Kissing Blue Eyes Goodbye

I left the blue eyed girl and Alaska. I slept on the flight from Juneau to Seattle. I dreamed all truth and all lies. Superposition of wave functions. All things exist in Schroedinger's world. Everything has happened and so has nothing.

It's the Copenhagen interpretation of life. Whether light is a wave or particle depends on point of view. Wave is point of view. Particle is point of view. Language is point of view.

Never put my seat back.
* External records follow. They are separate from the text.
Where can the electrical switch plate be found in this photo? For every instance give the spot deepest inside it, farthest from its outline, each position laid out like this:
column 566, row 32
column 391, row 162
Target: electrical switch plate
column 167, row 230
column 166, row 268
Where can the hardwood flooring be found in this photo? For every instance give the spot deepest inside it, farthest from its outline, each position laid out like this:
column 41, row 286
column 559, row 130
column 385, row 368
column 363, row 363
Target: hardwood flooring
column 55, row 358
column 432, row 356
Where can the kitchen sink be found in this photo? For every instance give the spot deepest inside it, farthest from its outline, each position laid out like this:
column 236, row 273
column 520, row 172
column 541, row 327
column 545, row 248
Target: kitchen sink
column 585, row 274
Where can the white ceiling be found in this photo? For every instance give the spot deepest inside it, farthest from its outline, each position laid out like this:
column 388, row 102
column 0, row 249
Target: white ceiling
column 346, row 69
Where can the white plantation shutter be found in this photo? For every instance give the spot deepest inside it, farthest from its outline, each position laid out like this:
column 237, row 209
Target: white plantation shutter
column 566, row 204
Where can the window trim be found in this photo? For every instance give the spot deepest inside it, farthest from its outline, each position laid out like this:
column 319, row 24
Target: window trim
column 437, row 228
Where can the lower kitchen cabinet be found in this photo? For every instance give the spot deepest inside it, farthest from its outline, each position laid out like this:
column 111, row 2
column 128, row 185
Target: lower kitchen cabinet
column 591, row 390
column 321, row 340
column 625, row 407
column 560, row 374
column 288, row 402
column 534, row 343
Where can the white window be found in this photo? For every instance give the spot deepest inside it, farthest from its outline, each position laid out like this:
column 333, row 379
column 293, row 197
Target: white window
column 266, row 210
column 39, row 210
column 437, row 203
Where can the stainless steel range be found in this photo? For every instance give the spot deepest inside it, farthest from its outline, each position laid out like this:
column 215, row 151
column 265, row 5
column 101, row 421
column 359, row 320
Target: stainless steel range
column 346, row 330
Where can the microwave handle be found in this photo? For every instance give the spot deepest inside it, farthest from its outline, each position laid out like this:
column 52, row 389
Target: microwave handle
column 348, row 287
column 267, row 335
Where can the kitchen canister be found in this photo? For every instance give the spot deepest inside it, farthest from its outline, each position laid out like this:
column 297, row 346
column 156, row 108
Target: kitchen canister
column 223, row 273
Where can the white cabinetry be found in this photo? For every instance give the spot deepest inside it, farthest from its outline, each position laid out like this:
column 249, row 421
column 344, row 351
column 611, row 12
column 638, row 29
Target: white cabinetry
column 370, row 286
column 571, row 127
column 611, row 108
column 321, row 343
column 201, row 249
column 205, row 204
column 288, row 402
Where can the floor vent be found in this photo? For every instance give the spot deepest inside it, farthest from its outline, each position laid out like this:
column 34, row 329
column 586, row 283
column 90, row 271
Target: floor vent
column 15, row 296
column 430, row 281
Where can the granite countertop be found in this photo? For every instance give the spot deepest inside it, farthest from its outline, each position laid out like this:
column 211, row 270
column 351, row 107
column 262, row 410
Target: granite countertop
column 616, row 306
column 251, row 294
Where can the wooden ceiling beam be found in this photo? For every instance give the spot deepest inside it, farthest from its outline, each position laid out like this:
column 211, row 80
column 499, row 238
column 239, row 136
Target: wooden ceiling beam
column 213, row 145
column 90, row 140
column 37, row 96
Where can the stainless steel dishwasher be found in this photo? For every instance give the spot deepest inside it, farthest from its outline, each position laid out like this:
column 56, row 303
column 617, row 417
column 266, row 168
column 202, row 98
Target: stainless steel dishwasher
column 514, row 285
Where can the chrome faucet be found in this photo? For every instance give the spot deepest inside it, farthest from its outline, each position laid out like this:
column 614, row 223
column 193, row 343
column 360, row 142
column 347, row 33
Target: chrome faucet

Passed out against the black oblong window, assuming the point of view of a rock.

I slept. The plane doesn't exist. I never left Alaska. I never leave the ice.

The artist saw what he saw. Hunted a black bear who stared him in the eye. Soulless red that captured an imagination while I watched, cameraless.

Cursed beast from the depths of hell I stabbeth thee.

Missed the shot in the rain that never stops falling while I stood next to her feeling Antarctica, learning that the ice is not a place under the feet but a longing from birth to see over the next mountain. An adventure the spirit compels.

It's all point of view.
Rain isn't rain when it doesn't fall. Snow isn't snow until it freezes to stars.
Becomes billions of bits of white that make the glacier blue.

There is no room in my camera for the glacier. But drink the glacier ice and it becomes the infinity of you -- the where you are in your body, the where you go when you die. Breathe the ice in lungfulls. Live the ice in heartbeats. Crush it between your teeth and wherever you go the next mountain awaits.

Kiss someone -- taste them and you take them wherever you go, no matter which mountains you cross.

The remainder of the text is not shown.